The Aldersgate Medical School was a medical school in east London, in existence from about 1825 to 1848. One of many private medical schools of the period, it had popular lecturers on its staff, and proved a serious rival to St. Bartholomew's Hospital as a teaching institution.

The Aldersgate School was set up in 1825 by Frederick Tyrrell; the founding group included William Lawrence, William Coulson and others. At that point the shared medical school of Guy's Hospital and St. Thomas's Hospital was divided. Tyrrell lectured at the Aldersgate School, but later took a position at St. Thomas's, and was no longer involved with the Aldersgate school. Lawrence was also an early supporter of the school, lecturing on surgery in 1826–7; but he withdrew after taking a position at St. Bartholomew's Hospital. Lawrence was a reformer, and the background was his opposition to an 1824 regulation of the Royal College of Surgeons aiming to limit the number of medical schools that a surgical student could attend. He saw this measure as intended to force students into the hospital medical schools.Jones Quain taught anatomy alongside Lawrence; but he had to drop out following a dissection wound.

Henry Clutterbuck of the nearby Aldersgate Dispensary moved his lectures to the school in 1826. In the same year Peter Roget was brought in to lecture on physiology.

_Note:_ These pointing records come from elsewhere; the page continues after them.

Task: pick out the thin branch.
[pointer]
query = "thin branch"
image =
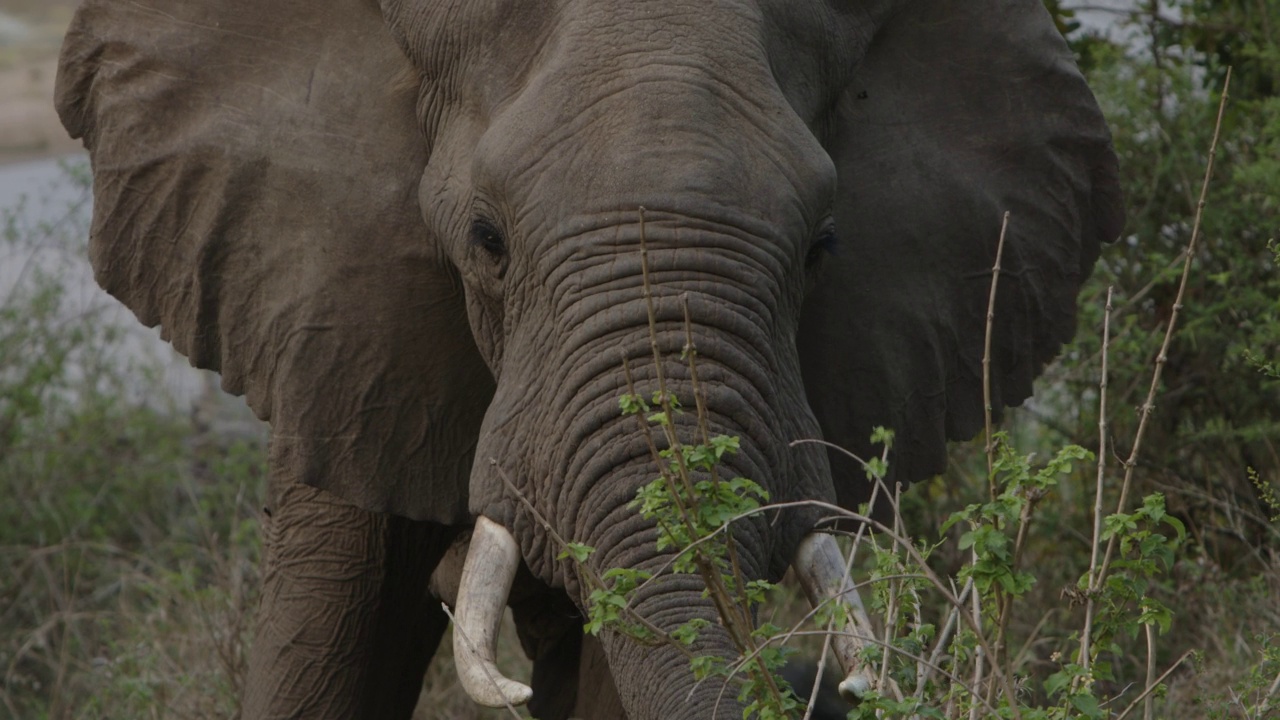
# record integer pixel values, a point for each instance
(1151, 687)
(1148, 405)
(986, 356)
(1091, 602)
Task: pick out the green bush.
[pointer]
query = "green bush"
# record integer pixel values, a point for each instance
(127, 538)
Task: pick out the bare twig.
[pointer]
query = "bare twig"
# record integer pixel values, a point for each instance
(986, 358)
(1152, 686)
(1087, 636)
(1148, 405)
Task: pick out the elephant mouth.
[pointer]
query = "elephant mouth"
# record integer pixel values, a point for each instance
(489, 570)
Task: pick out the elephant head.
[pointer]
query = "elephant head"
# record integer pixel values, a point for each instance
(411, 236)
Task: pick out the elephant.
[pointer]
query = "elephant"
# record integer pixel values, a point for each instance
(410, 233)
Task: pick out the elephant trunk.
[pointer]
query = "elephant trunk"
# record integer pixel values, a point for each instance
(490, 566)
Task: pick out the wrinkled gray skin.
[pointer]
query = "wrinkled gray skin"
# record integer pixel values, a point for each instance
(410, 236)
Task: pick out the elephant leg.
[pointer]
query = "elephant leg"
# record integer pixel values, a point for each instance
(571, 675)
(600, 698)
(344, 625)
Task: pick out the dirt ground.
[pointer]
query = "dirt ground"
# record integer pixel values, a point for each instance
(31, 33)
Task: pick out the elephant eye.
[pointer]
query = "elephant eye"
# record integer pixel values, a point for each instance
(822, 245)
(488, 237)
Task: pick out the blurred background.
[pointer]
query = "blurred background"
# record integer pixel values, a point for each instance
(129, 484)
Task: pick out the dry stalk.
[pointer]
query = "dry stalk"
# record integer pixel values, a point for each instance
(1144, 415)
(1189, 254)
(986, 358)
(978, 666)
(736, 620)
(1087, 636)
(1152, 686)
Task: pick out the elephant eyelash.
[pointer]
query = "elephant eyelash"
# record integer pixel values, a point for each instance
(488, 237)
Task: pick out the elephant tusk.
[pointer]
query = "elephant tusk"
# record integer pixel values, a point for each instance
(483, 589)
(822, 572)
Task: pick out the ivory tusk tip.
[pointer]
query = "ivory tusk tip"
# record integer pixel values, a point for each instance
(854, 688)
(503, 692)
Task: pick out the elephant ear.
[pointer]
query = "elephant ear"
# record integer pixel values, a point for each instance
(255, 182)
(959, 113)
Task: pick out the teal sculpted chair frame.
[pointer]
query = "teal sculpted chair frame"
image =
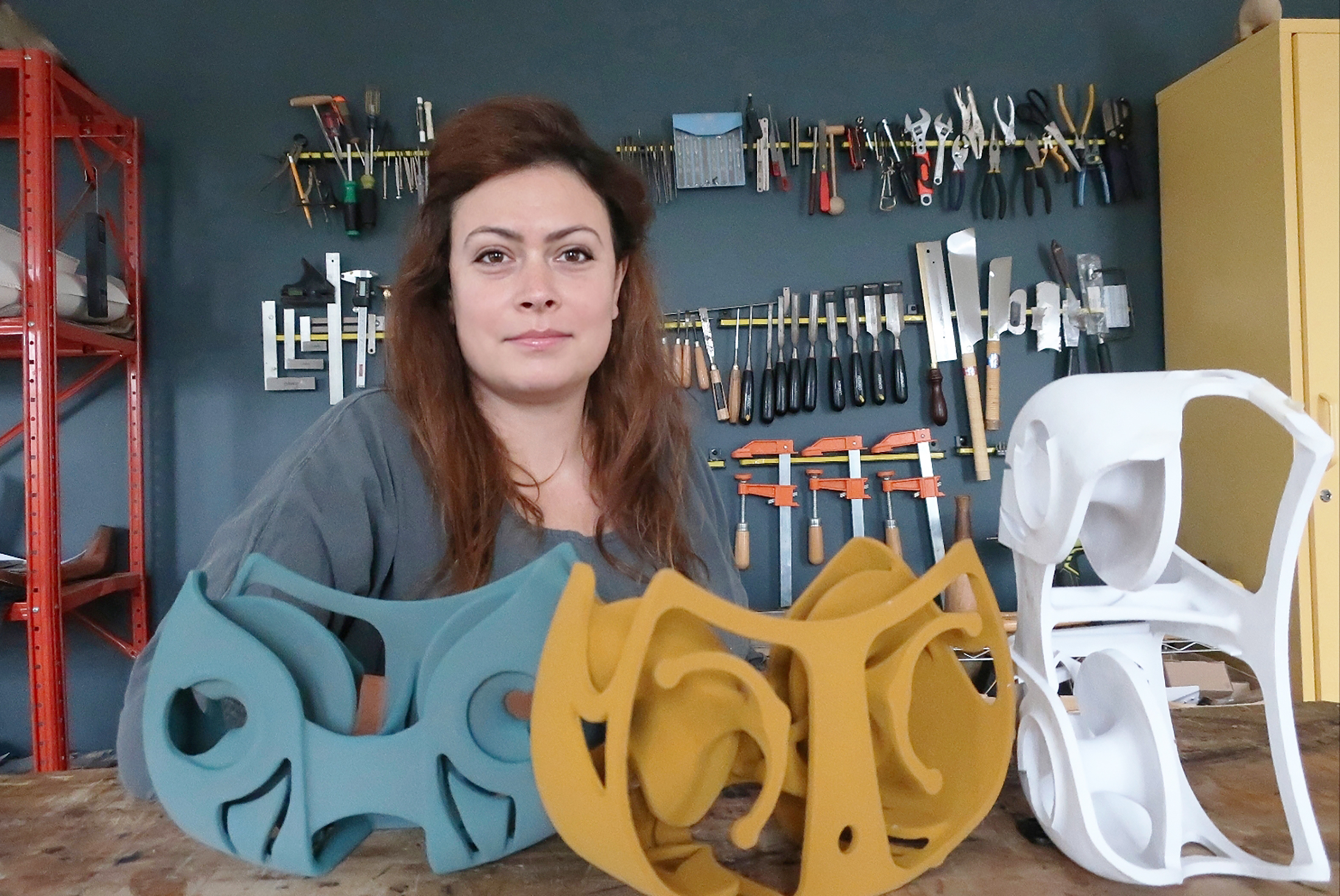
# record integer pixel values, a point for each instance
(291, 788)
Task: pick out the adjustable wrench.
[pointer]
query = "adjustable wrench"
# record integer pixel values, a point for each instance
(942, 133)
(921, 156)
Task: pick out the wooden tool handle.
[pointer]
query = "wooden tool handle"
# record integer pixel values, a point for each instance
(700, 362)
(893, 539)
(981, 464)
(959, 596)
(733, 395)
(939, 409)
(993, 385)
(962, 517)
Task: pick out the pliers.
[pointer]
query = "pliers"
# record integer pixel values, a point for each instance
(1121, 158)
(1035, 174)
(973, 127)
(1044, 110)
(995, 180)
(959, 176)
(1082, 145)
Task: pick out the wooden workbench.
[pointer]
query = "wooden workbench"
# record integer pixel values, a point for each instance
(79, 833)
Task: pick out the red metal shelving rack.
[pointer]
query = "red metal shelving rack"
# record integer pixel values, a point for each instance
(43, 105)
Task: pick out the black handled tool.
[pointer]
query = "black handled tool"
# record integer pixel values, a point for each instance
(779, 400)
(766, 412)
(870, 298)
(794, 365)
(811, 374)
(894, 323)
(858, 365)
(836, 379)
(747, 381)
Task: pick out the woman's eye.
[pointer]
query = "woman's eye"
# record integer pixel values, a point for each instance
(575, 253)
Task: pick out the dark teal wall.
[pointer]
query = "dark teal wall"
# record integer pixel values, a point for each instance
(211, 83)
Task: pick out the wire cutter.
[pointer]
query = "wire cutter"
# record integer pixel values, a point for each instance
(959, 176)
(995, 180)
(1081, 143)
(1035, 174)
(1044, 110)
(1121, 158)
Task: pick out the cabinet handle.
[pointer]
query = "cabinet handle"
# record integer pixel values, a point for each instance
(1325, 415)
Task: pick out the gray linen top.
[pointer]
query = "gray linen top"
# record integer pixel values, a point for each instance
(347, 507)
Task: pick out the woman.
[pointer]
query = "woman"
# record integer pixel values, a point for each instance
(528, 402)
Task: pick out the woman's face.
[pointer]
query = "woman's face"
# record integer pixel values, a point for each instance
(535, 283)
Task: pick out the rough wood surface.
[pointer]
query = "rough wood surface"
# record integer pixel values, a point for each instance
(78, 833)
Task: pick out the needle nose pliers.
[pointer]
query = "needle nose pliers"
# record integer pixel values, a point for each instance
(995, 180)
(1036, 174)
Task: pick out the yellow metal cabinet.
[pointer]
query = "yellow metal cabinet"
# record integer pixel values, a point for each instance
(1250, 213)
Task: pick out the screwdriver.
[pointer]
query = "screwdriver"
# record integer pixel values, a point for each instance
(747, 386)
(766, 412)
(685, 353)
(367, 184)
(733, 395)
(742, 528)
(816, 528)
(858, 366)
(779, 405)
(836, 379)
(794, 366)
(892, 537)
(811, 376)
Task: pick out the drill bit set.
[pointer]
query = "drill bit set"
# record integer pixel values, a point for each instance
(329, 181)
(725, 149)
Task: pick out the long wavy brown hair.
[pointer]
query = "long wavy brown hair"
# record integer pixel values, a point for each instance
(635, 429)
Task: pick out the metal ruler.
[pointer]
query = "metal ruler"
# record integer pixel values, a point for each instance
(336, 331)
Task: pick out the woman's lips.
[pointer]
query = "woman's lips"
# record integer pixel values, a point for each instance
(539, 338)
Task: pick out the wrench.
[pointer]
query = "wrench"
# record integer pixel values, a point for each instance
(942, 133)
(917, 130)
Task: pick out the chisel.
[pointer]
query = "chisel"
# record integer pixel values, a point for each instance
(836, 379)
(997, 322)
(940, 331)
(767, 387)
(894, 323)
(794, 365)
(733, 395)
(968, 305)
(747, 382)
(870, 294)
(700, 359)
(719, 393)
(685, 354)
(779, 405)
(858, 365)
(811, 374)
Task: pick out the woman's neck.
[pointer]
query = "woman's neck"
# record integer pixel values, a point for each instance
(546, 441)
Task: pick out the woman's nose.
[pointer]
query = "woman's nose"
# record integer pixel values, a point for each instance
(537, 288)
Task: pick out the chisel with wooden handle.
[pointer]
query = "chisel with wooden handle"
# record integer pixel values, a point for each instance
(968, 307)
(719, 392)
(858, 365)
(997, 322)
(870, 295)
(940, 331)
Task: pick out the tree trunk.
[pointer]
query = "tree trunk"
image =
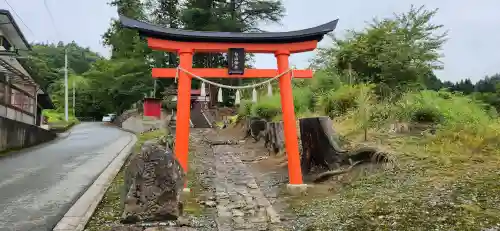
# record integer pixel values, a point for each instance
(319, 146)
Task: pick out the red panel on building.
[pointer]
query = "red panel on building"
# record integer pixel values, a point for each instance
(152, 107)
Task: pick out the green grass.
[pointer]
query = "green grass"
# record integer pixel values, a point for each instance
(446, 181)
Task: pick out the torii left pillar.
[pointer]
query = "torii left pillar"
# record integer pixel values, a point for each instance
(186, 50)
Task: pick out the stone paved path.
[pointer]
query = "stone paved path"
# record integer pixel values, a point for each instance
(240, 203)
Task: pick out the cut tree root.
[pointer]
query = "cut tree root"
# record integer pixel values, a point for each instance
(327, 175)
(361, 155)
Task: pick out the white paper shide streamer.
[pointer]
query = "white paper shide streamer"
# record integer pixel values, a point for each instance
(202, 90)
(219, 95)
(254, 95)
(237, 97)
(269, 89)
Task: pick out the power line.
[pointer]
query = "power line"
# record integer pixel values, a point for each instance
(52, 19)
(20, 19)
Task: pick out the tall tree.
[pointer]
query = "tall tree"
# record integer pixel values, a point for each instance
(398, 52)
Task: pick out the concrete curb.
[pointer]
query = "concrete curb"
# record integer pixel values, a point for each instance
(79, 214)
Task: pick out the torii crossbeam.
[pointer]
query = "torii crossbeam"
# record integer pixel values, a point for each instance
(185, 43)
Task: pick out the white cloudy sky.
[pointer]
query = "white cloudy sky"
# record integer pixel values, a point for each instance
(471, 52)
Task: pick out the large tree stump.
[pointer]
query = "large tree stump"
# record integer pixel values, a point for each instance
(255, 127)
(275, 137)
(153, 184)
(319, 144)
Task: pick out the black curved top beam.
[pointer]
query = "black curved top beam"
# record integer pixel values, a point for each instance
(150, 30)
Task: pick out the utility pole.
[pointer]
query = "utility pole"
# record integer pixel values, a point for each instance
(74, 98)
(66, 84)
(154, 88)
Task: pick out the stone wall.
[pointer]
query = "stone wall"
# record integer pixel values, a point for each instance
(14, 134)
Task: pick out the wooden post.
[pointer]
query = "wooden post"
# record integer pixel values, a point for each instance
(183, 109)
(290, 129)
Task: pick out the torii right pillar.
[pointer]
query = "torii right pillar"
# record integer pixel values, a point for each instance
(289, 124)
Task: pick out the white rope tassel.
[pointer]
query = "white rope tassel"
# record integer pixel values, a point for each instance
(202, 90)
(254, 95)
(219, 95)
(269, 90)
(237, 98)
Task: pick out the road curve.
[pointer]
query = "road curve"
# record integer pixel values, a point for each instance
(37, 186)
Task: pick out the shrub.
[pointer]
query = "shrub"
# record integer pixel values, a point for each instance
(452, 110)
(338, 102)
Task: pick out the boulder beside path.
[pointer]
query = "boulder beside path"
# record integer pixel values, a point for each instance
(154, 181)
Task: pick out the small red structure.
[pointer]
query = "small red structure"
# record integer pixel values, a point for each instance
(152, 107)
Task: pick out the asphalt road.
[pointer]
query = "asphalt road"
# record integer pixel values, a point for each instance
(37, 186)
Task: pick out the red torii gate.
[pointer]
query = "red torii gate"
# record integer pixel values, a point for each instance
(185, 43)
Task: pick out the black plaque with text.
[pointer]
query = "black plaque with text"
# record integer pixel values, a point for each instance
(236, 60)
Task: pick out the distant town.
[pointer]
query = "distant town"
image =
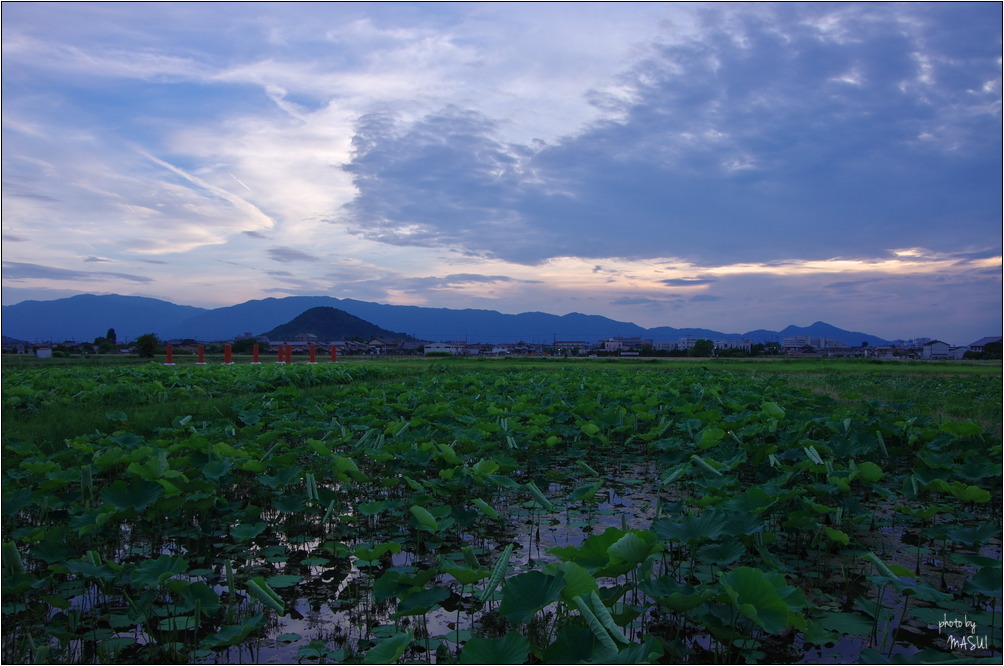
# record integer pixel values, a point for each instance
(307, 344)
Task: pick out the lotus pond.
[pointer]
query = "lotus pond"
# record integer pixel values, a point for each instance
(449, 513)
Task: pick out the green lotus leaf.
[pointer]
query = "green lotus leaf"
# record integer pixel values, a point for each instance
(513, 648)
(136, 494)
(155, 572)
(525, 594)
(389, 650)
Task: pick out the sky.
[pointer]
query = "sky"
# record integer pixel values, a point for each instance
(726, 166)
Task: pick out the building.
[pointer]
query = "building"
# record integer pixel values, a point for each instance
(799, 342)
(982, 343)
(620, 344)
(936, 350)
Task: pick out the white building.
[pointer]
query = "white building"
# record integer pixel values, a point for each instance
(936, 350)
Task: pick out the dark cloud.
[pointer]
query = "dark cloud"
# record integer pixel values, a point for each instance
(767, 139)
(686, 281)
(642, 300)
(14, 270)
(288, 254)
(455, 280)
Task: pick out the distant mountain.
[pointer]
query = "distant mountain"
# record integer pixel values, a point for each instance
(330, 323)
(84, 317)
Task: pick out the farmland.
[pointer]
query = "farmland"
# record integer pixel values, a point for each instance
(502, 511)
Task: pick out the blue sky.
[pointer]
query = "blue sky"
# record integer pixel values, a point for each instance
(728, 166)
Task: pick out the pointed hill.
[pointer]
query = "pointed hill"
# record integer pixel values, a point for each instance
(331, 323)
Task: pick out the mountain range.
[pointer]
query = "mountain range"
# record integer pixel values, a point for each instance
(85, 316)
(329, 323)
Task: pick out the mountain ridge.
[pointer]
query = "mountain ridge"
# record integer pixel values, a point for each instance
(330, 323)
(85, 316)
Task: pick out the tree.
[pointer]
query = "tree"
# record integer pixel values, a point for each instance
(703, 348)
(147, 346)
(243, 346)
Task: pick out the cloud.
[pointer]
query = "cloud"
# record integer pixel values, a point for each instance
(287, 254)
(687, 281)
(15, 270)
(745, 143)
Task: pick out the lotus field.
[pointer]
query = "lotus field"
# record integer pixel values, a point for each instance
(490, 512)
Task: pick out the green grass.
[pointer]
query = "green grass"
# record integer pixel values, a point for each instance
(949, 390)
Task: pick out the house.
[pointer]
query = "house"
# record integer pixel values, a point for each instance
(445, 348)
(935, 350)
(983, 342)
(745, 345)
(618, 343)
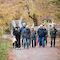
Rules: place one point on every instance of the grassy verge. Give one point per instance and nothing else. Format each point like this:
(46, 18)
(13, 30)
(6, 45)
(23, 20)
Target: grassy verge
(4, 47)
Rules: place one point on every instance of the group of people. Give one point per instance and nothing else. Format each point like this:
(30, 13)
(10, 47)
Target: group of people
(29, 36)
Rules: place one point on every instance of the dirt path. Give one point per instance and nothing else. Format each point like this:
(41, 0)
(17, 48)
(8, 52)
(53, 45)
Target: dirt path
(38, 53)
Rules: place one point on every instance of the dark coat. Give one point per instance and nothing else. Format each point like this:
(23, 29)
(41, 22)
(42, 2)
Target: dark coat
(53, 33)
(41, 32)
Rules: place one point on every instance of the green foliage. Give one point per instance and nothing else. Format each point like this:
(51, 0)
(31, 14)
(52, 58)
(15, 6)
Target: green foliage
(4, 46)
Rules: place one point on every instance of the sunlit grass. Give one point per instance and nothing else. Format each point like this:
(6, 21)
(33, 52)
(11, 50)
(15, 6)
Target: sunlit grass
(4, 47)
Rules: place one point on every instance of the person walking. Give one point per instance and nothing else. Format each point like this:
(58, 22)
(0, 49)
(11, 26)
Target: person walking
(53, 34)
(33, 37)
(17, 34)
(22, 33)
(46, 34)
(26, 35)
(41, 36)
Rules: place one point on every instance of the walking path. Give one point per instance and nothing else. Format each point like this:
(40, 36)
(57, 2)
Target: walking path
(38, 53)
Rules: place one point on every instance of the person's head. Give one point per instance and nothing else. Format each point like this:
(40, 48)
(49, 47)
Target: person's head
(24, 24)
(41, 26)
(16, 28)
(32, 28)
(27, 26)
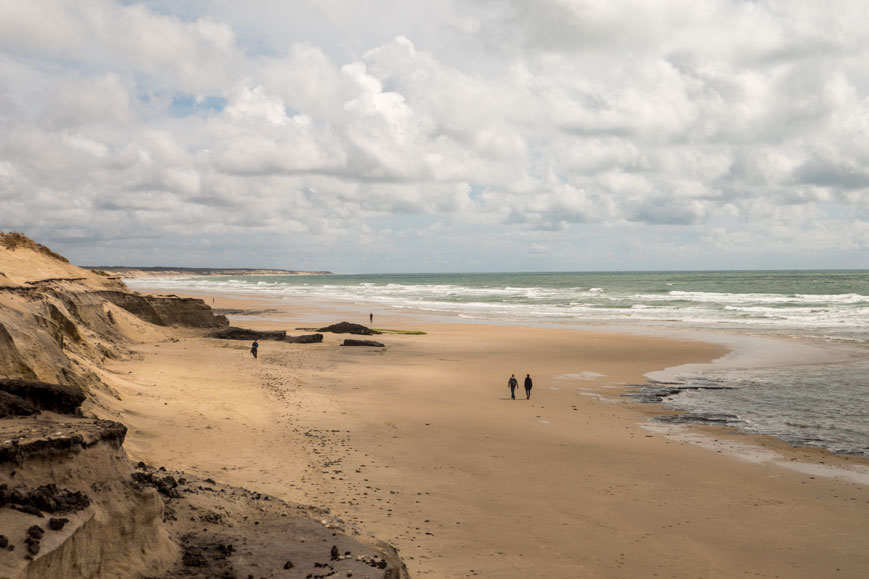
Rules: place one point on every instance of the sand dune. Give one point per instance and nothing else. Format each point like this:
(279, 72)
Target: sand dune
(420, 443)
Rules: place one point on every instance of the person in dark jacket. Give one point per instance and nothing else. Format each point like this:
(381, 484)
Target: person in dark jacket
(512, 384)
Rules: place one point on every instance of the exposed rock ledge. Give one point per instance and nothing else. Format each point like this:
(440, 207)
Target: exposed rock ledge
(71, 503)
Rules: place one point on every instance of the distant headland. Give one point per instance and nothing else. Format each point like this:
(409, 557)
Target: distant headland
(133, 272)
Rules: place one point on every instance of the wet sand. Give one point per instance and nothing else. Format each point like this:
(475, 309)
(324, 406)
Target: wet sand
(420, 444)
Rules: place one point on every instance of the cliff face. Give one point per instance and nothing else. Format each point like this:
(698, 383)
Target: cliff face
(71, 503)
(56, 319)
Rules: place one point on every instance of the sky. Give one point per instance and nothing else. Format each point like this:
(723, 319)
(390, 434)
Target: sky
(448, 136)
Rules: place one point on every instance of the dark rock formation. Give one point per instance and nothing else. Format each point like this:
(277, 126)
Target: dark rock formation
(167, 310)
(233, 333)
(45, 396)
(305, 339)
(349, 328)
(14, 406)
(41, 440)
(44, 499)
(371, 343)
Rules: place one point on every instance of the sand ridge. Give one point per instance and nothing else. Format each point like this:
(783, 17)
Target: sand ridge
(420, 444)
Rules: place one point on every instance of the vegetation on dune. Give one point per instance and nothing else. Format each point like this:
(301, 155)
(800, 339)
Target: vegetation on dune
(16, 239)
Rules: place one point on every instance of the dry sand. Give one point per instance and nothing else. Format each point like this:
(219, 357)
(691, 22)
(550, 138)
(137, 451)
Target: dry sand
(420, 444)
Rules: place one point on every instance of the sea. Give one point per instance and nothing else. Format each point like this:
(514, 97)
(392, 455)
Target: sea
(809, 386)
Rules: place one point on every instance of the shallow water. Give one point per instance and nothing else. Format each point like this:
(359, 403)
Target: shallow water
(823, 405)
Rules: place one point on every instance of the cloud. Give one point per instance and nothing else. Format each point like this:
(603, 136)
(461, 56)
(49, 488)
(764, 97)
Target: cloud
(323, 125)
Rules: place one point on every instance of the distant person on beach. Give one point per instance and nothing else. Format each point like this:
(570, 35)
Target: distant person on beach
(512, 384)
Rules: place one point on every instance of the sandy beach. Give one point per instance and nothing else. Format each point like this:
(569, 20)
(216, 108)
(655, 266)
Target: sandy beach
(420, 444)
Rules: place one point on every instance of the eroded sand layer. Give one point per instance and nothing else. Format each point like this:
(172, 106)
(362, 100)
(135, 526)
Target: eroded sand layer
(421, 445)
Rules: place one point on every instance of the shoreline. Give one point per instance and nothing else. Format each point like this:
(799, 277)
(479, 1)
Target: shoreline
(418, 444)
(741, 352)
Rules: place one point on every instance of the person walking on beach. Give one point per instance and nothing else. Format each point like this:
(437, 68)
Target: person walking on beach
(512, 384)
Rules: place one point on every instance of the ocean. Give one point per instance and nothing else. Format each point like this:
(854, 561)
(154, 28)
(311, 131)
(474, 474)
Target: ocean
(818, 404)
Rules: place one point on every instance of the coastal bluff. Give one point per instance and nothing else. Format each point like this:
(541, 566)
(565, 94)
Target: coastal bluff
(72, 503)
(136, 272)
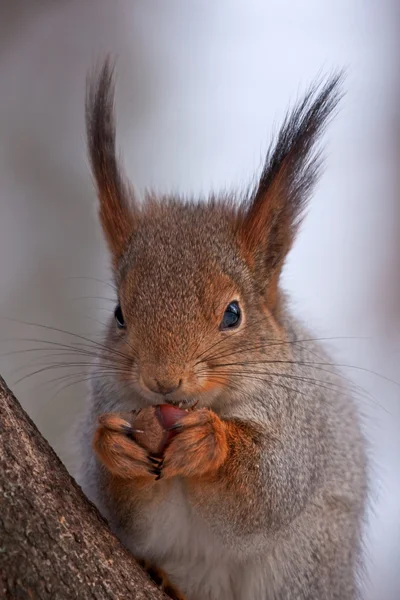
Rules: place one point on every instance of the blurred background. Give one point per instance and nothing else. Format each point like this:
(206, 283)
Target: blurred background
(201, 88)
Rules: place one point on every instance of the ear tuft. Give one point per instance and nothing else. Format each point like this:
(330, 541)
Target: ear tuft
(117, 209)
(271, 216)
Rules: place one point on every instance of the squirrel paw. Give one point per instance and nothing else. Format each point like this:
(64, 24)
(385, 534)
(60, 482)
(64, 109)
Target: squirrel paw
(199, 446)
(116, 448)
(160, 578)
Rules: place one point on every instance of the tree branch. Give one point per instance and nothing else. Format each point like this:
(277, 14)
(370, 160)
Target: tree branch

James Wardrop, one of the founders, lectured on surgery alongside Lawrence, and provided some continuity. The school retained a reputation for radicalism, and sympathy with French theories.

In the 1830s prominent replacement lecturers were found for the initial ones. Frederic Carpenter Skey was in dispute with Lawrence at St. Bartholomew's, and taught surgery for a decade. The physician James Hope from the mid-1830s combined lecturing at the Aldersgate School with other positions. The pharmacologist Jonathan Pereira came in to lecture on materia medica.Robert Edmond Grant lectured on anatomy, and Thomas Hodgkin on pathology.